At some point the UWI and NIS (which) played consultative and administrative roles were replaced by a Private Sector for profit entity out of Miami.
The 12th Actuarial Report and Recommendations as at December 31, 2018 were adopted by the NIB. Sad to say the major recommendations of the 8th, 9th, 10th and 11th Actuarial Reviews have not been fully implemented.
These have been: –
(1). The increasing of the retirement age to 65 possibly over an 11 year period (Noted that in our 2017 Report the period was 16 years).
(2). The increasing of the contribution rate possibly by more than 2.9% in the first instance. (Noted that in 2020 it was increased by 2% that is .9% less than required).
Further delays in implementing the main and other necessary recommendations severely shorten the viable life span of the Fund.
The Report indicated that if the necessary changes are not made, the Fund will exhaust its reserves by 2034 and if pension benefits are indexed to inflation that date will be 2032.
It is also pointed that if the NIB has to be funded for the next 60 years the contribution rate will have to be 25%.
It is pointed that for the first time in early 2017, Benefit Payments were more than Contribution Income which effectively means it has become necessary for the Investment Income to be used to meet NIB commitments to Beneficiaries.
This has been predicted but had the necessary adjustments been made as recommended by the Actuarial Reviews, this significant happening should have been delayed for several years and likewise extending the life of the Fund’s viability.

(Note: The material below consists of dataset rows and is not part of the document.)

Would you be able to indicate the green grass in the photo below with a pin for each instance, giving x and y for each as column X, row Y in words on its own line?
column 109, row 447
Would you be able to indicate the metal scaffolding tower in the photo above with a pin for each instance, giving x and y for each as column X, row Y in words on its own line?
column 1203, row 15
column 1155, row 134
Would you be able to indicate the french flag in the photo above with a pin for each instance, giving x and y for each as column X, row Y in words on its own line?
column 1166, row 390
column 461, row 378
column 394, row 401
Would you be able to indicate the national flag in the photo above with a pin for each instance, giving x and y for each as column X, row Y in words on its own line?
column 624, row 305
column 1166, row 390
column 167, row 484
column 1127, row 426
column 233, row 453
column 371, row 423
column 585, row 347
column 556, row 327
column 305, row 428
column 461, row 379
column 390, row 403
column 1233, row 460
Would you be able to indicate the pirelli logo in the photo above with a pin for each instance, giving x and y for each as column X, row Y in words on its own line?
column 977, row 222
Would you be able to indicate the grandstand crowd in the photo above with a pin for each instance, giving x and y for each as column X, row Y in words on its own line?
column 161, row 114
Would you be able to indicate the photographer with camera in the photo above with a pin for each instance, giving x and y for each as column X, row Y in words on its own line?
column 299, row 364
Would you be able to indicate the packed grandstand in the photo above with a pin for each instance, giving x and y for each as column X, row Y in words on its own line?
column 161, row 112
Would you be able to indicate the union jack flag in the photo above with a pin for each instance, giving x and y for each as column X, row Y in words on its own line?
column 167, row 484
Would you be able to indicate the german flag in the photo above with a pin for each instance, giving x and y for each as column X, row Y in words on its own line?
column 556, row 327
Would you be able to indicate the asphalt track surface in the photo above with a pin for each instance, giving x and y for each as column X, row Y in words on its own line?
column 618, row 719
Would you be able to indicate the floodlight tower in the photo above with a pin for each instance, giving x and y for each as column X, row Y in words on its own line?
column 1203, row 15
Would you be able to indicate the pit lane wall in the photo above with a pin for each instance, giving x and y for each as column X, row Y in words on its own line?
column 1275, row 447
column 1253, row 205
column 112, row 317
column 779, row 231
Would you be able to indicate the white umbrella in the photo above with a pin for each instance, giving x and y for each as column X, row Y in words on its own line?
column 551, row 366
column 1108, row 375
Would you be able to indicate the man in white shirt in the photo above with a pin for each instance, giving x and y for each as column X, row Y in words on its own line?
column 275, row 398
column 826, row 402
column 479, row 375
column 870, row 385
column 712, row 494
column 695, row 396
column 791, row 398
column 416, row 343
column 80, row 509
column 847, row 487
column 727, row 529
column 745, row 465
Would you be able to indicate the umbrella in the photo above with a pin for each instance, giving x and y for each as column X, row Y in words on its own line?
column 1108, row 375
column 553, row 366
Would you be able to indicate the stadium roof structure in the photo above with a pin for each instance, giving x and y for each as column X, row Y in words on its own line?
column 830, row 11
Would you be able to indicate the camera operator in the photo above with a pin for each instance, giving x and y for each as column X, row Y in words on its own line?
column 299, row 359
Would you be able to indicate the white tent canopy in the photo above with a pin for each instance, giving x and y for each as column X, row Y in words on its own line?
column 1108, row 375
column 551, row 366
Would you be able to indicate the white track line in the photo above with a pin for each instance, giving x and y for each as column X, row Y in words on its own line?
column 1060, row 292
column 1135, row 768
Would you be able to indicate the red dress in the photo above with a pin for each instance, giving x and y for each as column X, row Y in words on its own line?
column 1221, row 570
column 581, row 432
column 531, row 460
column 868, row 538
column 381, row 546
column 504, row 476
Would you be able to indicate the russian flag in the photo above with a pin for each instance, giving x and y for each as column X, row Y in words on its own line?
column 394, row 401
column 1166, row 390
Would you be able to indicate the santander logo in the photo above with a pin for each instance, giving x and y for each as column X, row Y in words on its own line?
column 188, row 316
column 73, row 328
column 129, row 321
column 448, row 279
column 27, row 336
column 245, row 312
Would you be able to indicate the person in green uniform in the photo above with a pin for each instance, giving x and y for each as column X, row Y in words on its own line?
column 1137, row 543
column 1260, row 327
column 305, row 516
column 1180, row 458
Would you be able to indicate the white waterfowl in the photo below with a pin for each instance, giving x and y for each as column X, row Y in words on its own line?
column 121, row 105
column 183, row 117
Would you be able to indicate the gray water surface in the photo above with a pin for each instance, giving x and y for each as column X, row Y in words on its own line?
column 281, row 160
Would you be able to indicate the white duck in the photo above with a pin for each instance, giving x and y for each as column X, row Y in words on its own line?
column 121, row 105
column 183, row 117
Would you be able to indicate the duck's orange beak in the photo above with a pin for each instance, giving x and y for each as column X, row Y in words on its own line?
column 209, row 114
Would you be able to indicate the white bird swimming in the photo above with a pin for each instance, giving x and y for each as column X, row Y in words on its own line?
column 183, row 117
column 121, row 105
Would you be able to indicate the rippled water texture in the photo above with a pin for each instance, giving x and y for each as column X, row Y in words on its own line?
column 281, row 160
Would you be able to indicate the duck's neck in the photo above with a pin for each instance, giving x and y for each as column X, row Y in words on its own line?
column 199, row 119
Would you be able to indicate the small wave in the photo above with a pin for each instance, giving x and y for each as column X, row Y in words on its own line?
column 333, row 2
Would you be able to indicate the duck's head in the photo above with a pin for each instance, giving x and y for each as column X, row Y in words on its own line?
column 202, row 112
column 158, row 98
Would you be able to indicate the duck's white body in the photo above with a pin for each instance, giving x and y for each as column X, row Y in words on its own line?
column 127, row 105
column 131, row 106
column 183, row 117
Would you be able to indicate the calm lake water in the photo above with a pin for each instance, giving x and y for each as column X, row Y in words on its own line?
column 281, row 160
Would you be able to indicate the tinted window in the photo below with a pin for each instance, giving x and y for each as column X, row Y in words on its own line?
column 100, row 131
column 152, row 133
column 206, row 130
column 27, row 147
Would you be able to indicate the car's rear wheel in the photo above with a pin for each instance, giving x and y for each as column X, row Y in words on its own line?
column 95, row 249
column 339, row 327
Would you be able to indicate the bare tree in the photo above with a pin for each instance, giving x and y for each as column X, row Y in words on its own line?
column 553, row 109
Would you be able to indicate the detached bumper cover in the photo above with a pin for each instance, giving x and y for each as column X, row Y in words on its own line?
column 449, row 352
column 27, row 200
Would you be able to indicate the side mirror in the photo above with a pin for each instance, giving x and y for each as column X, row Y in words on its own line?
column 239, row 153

It is glaring that this and past governments do not fully grasp the severity of the delay in taking the necessary actions. It is understood that there will be resistance to major changes that will not serve well for political popularity and it is assumed that when the actuality of NIS not being able to meet its commitments will be after they have left the seat of Government, but this is too important for mere political considerations to be the deciding factor.
EXTRA REGIONAL INVESTMENT
One of the recommendations of the Actuary that was acted upon since 2016 has been the investment in extra-regional securities markets that could have been done by the Board without the need for GOG approval.
The NIS had after extensive research and vetting starting in 2016 engaged internationally recognised fund managers Kovack Securities, Oppenheimer Fund and USB Investments and have placed significant funds to be invested on the international markets with separate custodians of the funds.
These international investments even in the volatile markets of the last five (5) years is the factor that is most responsible for the growth seen by the NIB Fund and the NIB has been conservatively increasing its investments in this area.
This action will reduce cash and cash equivalents held which now earn .25% or less interest and spread risks outside of the local and regional economic space.